Thu. Nov 14th, 2024

CHARISMA CLASSICS: A Small Tribute (October 1986)

I can take you to the exact place, and re-enact the exact scene, where the lights flickered back on in my life.

Twenty of us, from all over the nation, arrived that Sunday afternoon at the huge stone mansion called Wainwright House, located above New York City on Long Island Sound. We were guest of Guideposts magazine and had come to attend a week-long writer’s workshop.

Normal Vincent Peale, the publisher, and Catherine Marshall, wife of Guideposts editor Leonard LeSourd, had planned the workshop. They had asked writers—and writers-to-be—to submit a manuscript. It would be judged, and 20 writers would be selected to attend an all-expense paid week studying under the magazine’s editors.

When I spotted the notice in the magazine, it was like Moses seeing the burning bush. Two years earlier I would have passed it by. But during the past 24 months I had been fired from two churches as pastor. The first time was in South Carolina. I had escaped, just one step in front of the T&F Committee (tar and feathers gang), to start over in Florida in another church. There I lasted 15 months and was fired again.

I did the only thing there was to do: I walked through whatever door opened. In this case I submitted a manuscript to Guideposts. If no one would listen to my sermons, maybe they would read my stories.

In late September 1967, I received a telegram from LeSourd. (I still have it, framed, on the wall of my writing studio.) Out of many entrants, I, along with 19 others, had been chosen. That night after dinner we gathered in the huge walnut-paneled great room of the old stone mansion. A fire was crackling in the fireplace. Outside the autumn leaves brushed against the leaded glass windows. We sat in easy chairs around the room. All 20 of us. All strangers.

The editors were introduced: John and Elizabeth Sherrill, who had written books I had never read; Catherine Marshall and her husband, Leonard LeSourd. Arthur Gordon, who later replaced LeSourd as editor, was there. So was Van Varner, who succeeded him. But dominating the room was Peale.

I was impressed but struggled with my feelings. For years I had warned others about his writings. I thought of all the times I had stood in my pulpits (before I was fired…) and made fun of his positive thinking. Now here I was—his guest.

Jovial, relaxed, he started by saying, “Since I’m paying the bill, I should find out who you are.”

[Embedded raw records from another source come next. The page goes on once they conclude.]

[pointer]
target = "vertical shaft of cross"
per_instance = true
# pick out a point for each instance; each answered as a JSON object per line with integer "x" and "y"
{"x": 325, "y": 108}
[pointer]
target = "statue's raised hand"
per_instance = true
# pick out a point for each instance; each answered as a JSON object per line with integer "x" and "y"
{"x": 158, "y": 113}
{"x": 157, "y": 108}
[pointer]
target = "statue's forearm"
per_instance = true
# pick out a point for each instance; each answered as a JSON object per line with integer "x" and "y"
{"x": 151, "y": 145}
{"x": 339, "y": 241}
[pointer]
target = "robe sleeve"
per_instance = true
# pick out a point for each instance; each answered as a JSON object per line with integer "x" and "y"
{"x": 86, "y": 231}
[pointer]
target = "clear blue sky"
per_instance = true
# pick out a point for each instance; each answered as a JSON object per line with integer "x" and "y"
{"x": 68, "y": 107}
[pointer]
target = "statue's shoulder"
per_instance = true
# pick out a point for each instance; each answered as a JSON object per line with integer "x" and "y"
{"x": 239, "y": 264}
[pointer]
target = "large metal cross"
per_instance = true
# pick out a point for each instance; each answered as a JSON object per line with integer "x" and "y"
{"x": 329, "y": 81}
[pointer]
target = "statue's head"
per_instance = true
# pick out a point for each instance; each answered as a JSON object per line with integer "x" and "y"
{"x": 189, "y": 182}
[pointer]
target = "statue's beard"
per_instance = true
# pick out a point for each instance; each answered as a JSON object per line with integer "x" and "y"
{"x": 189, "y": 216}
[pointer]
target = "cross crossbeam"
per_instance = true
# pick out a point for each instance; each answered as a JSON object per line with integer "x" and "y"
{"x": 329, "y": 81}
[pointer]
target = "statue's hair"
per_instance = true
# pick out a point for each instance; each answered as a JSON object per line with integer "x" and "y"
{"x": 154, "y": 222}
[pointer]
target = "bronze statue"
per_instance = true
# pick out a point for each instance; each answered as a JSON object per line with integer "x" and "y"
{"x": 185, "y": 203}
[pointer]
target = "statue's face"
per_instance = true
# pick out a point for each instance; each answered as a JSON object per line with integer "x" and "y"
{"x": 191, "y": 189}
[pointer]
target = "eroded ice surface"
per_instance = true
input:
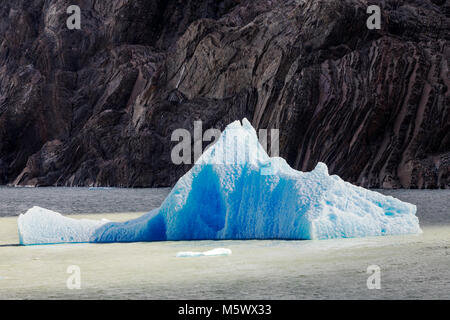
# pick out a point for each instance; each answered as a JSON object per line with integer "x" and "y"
{"x": 236, "y": 191}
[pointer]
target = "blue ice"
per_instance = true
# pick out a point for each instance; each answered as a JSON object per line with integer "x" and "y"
{"x": 236, "y": 191}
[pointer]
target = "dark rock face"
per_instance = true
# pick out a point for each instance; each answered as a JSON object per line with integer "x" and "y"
{"x": 97, "y": 106}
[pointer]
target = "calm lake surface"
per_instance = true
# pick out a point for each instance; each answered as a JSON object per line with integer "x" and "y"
{"x": 412, "y": 267}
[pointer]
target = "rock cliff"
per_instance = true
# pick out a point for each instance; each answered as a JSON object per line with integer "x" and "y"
{"x": 97, "y": 106}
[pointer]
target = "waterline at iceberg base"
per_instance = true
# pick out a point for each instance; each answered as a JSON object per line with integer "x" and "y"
{"x": 236, "y": 191}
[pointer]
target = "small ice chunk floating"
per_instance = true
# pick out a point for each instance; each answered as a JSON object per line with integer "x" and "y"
{"x": 236, "y": 191}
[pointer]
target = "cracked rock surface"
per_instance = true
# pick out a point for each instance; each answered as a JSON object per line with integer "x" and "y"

We started around the room, introducing ourselves. Everyone present was a professional; I had never written anything but sermons.

As they listed their credits, I panicked. What could I say? Surely not the truth. It was almost my turn. I whispered to my neighbor, “You go next. I’ve got to use the bathroom.”

I slipped out of the room, too embarrassed to introduce myself as the failure I was.

I waited behind a velvet curtain near the door until Peale was talking again. Only then did I slip back to my chair. I had never felt so lonely. I wanted to go home, but home was even lonelier.

“No one is here by accident,” Peale was saying. “You have each been chosen.”

Then (and to this day I believe he looked straight at me) he said, “Not only did our editors choose you. God has chosen you. He has called you to something greater than you’ve ever dreamed. Tonight is the beginning of something bigger than any of us can imagine.” He said more, but that was all I needed. The lights had flickered back on in my life.

A man can live without faith and love. But no man can survive without hope. That night Normal Vincent Peale gave me hope. My bush was burning.

The next afternoon John Sherrill pulled me aside. A New Jersey publisher, he said, was looking for someone who could write a book. He recommended me. I walked through that door, too, simply because it opened. That was the first of 47 books—and the bush burns brightly, still not consumed.

It was Michaelangelo who reportedly said of sculpture, that “the finished form exists within the uncut stone; the sculptor need only release it.” That night Normal Vincent Peale picked up mallet and chisel. Looking across the room at a flawed stone, he struck a gentle blow of hope.

I heard the old sculptor was once again under attack by men such as I used to be. This time he was accused of being part of a worldwide conspiracy to seduce Christianity. I do not need to defend him. God, and history, will do that. I just wanted to write this small tribute and say, “For looking beyond the flawed surface to the finished form within, thank you.”

Jamie Buckingham wrote 153 columns for Charisma over 13 years, first known as “Dry Bones” but later as it’s most recognized “Last Word.” His singular voice was animated by a heart for Jesus baptized in the power of the Holy Spirit in 1967 at a Full Gospel Businessmen’s convention. Buckingham provided a steadying force during the scandals of the 1980s, penning the seminal article on the PTL scandal, “God Is Shaking His Church” in May 1986.